Do I agree that Dominic Flandry should read some social philosophers? Certainly. Do I agree that he should focus on "a smidgin" of authors selected by Max Abrams? Certainly not.

32 comments:

Sean M. Brooks said...

Kaor, Paul!

I disagree that "religious indoctrination," however that is arbitrarily defined, can only be arbitrary.

I myself have read a smidgin of the writers listed by Abrams: Aristotle, Clausewitz, Jouvenal. And a smattering of many others: Marcus Aurelius, Boethius, Thomas Aquinas, Dante, Adam Smith, Edmund Burke, Ludwig von Mises, Benedict XVI, etc. Nor do I believe Abrams meant Flandry should read only the authors he listed.

Ad astra! Sean

paulshackley2017@gmail.com said...

Sean,

By "arbitrary," I mean that two babies could have been switched at birth and brought up as a Muslim and a Mormon instead of vice versa. If my parents had died immediately after I was born and if I had therefore been brought up by other members of my father's family, then I might have been a Baptist or an Anglican. "Indoctrination" is being brought up while being told that certain doctrines are true. I was told that I "knew" that marriage was a sacrament. I did not know it. I had been told it. Children in other schools were being told something else.

Paul.

Sean M. Brooks said...

Kaor, Paul!

That clarifies what you meant. Albeit, because I don't believe Mohammed or Joseph Smith were prophets, I don't believe the religions they founded were RIGHT. A bit more complicated with Baptists and Anglicans, they are both different kinds of Protestant Christians. I believe them to be right in some ways, where Catholics can agree with them, and erroneous in other ways.

Ad astra! Sean

paulshackley2017@gmail.com said...

Sean,

My point about Islam and Mormonism was not that either of them is true or false but only that it is a matter of chance which religion a child is indoctrinated in. I chose "Muslim" and "Mormon" as two examples beginning with M for the sake of alliteration but the precise examples chosen was not the point.

Paul.

Sean M. Brooks said...

Kaor, Paul!

"Indoctrinated" is not the would have used. "Raised in" or "educated in" is how I would have put what you described. "Indoctrination" sounds too political a term to use in this context.

Ad astra! Sean

paulshackley2017@gmail.com said...

Sean,

I was told that I believed certain doctrines and that it was sinful to risk disbelieving them so I call this "in-doctrine-ation." The terminology does not ultimately matter but the effect on minds does.

Paul.

Sean M. Brooks said...

Kaor, Paul!

That was not my experience. I read or had explained what the Church believed had been divinely revealed as true. With it being at least implied that assent to belief had to be voluntary.

Ad astra! Sean

paulshackley2017@gmail.com said...

Sean,

Then our experiences differed considerably.

Paul.

Sean M. Brooks said...

Kaor, Paul!

You seemed to have endured unfortunately clumsy methods of instruction.

Ad astra! Sean

paulshackley2017@gmail.com said...

Sean,

I was educated by Marists in the 50s and by Jesuits in the 60s and the Catholic Church prided itself on its uniformity. "Heresy" was not another point of view but a sin.

Paul.

Sean M. Brooks said...

Kaor, Paul!

And heresy is a sin, correctly understood. And I believe in that uniformity of defined doctrine which all who wish to be Catholics need to assent to.

Ad astra! Sean

paulshackley2017@gmail.com said...

Sean,

My point is that my indoctrination was not unfortunate but uniform.
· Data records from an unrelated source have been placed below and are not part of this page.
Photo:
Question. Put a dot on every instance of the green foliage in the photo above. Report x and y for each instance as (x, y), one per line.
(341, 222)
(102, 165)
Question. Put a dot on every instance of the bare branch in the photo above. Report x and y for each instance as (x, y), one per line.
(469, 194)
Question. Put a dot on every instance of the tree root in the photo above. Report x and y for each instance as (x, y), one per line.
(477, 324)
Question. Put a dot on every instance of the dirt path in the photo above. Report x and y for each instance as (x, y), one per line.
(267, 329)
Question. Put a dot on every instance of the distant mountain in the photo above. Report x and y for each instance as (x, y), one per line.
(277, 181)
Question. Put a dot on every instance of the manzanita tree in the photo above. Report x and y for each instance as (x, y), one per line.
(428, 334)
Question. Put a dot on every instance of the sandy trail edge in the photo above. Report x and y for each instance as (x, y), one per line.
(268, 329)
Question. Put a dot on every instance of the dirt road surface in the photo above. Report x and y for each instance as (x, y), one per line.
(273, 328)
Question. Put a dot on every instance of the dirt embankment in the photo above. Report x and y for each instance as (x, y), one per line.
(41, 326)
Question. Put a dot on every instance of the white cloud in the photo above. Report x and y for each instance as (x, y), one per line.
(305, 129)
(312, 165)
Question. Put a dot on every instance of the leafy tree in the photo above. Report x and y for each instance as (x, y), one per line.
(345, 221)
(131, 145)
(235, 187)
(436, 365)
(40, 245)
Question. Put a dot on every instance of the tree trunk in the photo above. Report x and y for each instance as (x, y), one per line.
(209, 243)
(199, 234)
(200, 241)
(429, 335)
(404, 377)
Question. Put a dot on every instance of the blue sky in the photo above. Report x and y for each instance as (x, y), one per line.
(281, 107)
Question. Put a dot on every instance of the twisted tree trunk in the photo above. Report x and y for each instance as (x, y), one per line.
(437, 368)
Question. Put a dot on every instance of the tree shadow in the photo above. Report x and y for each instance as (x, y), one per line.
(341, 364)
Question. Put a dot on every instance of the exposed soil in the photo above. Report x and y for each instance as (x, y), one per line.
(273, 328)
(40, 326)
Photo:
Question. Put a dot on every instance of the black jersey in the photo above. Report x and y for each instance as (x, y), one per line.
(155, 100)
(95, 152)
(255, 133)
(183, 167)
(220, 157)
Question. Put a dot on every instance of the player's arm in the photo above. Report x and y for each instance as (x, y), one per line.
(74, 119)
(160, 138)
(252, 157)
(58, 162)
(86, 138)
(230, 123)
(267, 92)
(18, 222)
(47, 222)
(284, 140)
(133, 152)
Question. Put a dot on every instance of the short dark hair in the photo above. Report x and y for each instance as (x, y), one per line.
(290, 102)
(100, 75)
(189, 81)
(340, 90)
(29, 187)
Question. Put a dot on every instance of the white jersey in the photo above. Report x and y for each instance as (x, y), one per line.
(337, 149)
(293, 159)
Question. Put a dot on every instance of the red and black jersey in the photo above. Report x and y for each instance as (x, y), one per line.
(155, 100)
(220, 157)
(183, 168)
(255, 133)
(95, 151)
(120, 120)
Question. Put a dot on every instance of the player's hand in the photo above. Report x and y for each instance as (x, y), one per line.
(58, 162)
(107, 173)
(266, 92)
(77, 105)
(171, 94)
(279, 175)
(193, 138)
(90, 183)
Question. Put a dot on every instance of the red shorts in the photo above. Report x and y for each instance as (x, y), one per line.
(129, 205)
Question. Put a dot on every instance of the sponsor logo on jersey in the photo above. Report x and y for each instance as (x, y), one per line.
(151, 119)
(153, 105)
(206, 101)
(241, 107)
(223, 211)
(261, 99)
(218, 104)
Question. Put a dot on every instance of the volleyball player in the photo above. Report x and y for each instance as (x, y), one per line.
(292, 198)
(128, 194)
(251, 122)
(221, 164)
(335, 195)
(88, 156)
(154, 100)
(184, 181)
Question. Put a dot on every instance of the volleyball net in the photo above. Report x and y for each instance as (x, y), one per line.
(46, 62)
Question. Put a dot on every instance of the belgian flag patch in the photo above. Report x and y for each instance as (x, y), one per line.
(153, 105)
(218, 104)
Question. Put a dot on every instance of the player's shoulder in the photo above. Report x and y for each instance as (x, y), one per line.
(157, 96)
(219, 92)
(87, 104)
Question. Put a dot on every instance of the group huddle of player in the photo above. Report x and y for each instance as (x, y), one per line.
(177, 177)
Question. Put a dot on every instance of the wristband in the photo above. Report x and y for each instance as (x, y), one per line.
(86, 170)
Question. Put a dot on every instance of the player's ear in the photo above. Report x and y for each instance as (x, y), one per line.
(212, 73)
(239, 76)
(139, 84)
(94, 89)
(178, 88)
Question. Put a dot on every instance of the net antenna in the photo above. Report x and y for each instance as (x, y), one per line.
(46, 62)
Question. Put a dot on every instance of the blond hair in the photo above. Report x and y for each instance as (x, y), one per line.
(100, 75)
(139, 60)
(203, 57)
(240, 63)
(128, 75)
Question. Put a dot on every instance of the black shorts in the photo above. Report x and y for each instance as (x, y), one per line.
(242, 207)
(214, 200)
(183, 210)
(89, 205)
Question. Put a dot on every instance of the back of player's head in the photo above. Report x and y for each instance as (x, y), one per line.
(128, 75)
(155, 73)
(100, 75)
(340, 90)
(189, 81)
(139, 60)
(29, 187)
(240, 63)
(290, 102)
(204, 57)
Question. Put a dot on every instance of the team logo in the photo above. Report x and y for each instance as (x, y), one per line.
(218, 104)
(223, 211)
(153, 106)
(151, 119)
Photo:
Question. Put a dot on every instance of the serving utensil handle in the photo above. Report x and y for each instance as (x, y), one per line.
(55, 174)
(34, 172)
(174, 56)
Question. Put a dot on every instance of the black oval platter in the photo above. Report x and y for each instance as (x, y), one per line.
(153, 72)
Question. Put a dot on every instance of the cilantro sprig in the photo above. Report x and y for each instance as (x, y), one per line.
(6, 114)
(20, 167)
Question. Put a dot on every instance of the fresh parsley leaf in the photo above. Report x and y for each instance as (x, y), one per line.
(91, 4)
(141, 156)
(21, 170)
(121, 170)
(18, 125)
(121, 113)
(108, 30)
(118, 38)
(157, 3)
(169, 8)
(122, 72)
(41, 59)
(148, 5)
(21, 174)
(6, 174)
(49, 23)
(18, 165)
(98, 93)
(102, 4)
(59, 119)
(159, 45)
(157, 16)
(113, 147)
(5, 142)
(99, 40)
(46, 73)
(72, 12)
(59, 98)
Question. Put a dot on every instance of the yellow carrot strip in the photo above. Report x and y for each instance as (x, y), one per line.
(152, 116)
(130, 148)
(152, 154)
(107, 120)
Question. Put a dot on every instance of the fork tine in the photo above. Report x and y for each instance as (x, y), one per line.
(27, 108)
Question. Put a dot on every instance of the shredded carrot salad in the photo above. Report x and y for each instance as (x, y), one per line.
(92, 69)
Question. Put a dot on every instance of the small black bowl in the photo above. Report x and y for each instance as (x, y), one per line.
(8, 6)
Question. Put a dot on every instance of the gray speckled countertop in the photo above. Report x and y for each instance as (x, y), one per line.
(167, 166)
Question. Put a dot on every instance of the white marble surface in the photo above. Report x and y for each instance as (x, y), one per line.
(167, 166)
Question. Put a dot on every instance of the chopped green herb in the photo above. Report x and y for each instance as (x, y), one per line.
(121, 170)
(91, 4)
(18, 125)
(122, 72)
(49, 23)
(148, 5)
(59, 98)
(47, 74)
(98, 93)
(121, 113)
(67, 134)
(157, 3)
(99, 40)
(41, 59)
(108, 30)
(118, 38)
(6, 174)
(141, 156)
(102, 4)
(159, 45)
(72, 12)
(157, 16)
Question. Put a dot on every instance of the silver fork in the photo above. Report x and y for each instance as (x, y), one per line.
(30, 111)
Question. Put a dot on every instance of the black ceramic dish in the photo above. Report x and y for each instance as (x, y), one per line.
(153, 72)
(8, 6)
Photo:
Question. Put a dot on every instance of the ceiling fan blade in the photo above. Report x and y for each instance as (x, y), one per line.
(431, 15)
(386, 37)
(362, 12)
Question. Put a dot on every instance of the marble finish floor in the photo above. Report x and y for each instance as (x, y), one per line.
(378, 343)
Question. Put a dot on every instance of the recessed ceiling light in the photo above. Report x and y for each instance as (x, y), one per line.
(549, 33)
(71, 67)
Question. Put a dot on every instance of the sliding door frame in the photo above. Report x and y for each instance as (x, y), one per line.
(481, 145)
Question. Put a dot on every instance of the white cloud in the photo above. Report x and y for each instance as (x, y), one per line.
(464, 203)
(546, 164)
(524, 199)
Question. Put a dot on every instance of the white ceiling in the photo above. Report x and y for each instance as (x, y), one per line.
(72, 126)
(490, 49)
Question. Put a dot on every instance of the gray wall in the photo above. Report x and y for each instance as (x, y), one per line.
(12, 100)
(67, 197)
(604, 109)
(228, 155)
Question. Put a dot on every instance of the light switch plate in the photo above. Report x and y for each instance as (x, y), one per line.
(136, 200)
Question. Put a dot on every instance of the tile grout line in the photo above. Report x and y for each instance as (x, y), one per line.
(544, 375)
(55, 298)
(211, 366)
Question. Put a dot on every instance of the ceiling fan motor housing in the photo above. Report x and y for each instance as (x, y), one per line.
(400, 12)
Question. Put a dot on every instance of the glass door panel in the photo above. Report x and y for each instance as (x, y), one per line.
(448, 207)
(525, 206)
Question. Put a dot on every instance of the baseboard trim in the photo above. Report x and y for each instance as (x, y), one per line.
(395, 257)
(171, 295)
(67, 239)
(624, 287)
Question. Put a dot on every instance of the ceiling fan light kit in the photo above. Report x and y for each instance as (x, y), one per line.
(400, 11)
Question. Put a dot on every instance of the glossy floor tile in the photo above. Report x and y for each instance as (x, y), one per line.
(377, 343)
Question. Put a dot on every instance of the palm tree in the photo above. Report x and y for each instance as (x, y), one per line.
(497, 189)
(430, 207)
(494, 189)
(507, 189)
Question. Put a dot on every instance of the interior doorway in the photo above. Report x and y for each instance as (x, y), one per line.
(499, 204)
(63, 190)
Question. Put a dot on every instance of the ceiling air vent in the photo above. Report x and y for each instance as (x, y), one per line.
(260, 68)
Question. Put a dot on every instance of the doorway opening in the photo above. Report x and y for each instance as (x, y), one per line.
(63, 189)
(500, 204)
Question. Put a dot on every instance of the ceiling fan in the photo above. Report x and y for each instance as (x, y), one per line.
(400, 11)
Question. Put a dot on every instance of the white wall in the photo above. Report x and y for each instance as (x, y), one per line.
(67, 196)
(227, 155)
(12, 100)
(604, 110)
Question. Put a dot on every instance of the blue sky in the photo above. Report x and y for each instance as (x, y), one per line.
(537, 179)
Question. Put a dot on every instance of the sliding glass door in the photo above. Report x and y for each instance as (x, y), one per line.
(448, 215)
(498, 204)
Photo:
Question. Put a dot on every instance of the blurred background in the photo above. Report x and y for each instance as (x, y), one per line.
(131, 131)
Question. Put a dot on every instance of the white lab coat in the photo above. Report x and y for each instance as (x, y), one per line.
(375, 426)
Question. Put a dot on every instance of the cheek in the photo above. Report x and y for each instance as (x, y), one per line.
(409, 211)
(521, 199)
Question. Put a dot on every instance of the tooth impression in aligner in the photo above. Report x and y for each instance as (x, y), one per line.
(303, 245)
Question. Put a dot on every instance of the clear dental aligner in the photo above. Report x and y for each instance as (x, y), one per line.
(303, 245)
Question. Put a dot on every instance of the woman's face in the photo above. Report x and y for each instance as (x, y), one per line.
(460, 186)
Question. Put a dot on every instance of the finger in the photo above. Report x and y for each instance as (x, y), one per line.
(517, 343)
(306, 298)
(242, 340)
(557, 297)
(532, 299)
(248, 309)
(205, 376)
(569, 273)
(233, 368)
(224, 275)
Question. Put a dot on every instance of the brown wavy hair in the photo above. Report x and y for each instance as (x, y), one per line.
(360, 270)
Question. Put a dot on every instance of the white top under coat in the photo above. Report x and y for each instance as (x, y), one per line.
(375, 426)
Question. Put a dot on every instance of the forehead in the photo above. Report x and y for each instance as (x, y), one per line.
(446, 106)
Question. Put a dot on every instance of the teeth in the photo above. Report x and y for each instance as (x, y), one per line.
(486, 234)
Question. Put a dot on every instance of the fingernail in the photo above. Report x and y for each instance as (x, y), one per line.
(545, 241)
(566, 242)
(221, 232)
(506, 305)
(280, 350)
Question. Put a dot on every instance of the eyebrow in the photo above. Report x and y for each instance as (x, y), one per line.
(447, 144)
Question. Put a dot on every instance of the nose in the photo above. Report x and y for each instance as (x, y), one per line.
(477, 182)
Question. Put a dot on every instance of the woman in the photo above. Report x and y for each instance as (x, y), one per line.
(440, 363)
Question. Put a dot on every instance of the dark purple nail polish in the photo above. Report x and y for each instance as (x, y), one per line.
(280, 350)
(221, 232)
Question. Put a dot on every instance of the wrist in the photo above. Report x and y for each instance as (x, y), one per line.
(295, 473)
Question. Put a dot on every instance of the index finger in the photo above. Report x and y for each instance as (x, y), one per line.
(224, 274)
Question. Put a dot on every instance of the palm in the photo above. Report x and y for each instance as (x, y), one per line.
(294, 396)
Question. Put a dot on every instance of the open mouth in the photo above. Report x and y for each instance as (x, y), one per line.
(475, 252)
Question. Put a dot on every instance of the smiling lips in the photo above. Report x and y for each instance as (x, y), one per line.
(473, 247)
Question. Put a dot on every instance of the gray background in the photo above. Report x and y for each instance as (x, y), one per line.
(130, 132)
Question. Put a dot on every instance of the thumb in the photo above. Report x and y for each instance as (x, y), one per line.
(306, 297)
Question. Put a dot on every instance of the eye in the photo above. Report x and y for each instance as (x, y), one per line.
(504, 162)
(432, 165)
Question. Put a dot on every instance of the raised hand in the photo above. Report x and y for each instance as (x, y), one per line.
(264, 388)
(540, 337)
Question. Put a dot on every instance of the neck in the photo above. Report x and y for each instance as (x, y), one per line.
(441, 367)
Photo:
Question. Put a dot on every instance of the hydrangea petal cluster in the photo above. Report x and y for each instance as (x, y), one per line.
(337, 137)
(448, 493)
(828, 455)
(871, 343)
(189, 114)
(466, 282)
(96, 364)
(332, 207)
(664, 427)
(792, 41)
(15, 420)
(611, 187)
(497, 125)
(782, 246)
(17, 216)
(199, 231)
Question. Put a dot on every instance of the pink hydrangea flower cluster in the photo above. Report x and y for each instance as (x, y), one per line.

Difference in belief is sinful?

Paul.

Sean M. Brooks said...

Kaor, Paul!

I'll quote part of the entry for "Heresy" on page 175 of Fr. John Hardon's POCKET CATHOLIC DICTIONARY, to make my point clearer: "In the Roman Catholic Church, heresy has a very specific meaning. Anyone who, after receiving baptism, while remaining nominally a Christian, pertinaciously denies or doubts any of the truths that must be believed with divine and Catholic faith is considered a heretic. Accordingly four elements must be verified to constitute formal heresy: previous valid baptism, which need not have been in the Catholic Church; external profession of still being a Christian, otherwise a person becomes an apostate; outright denial or positive doubt regarding a truth that the Catholic Church has actually proposed as revealed by God; and the disbelief must be morally culpable, where a nominal Christian refuses to accept what he knows is a doctrinal imperative."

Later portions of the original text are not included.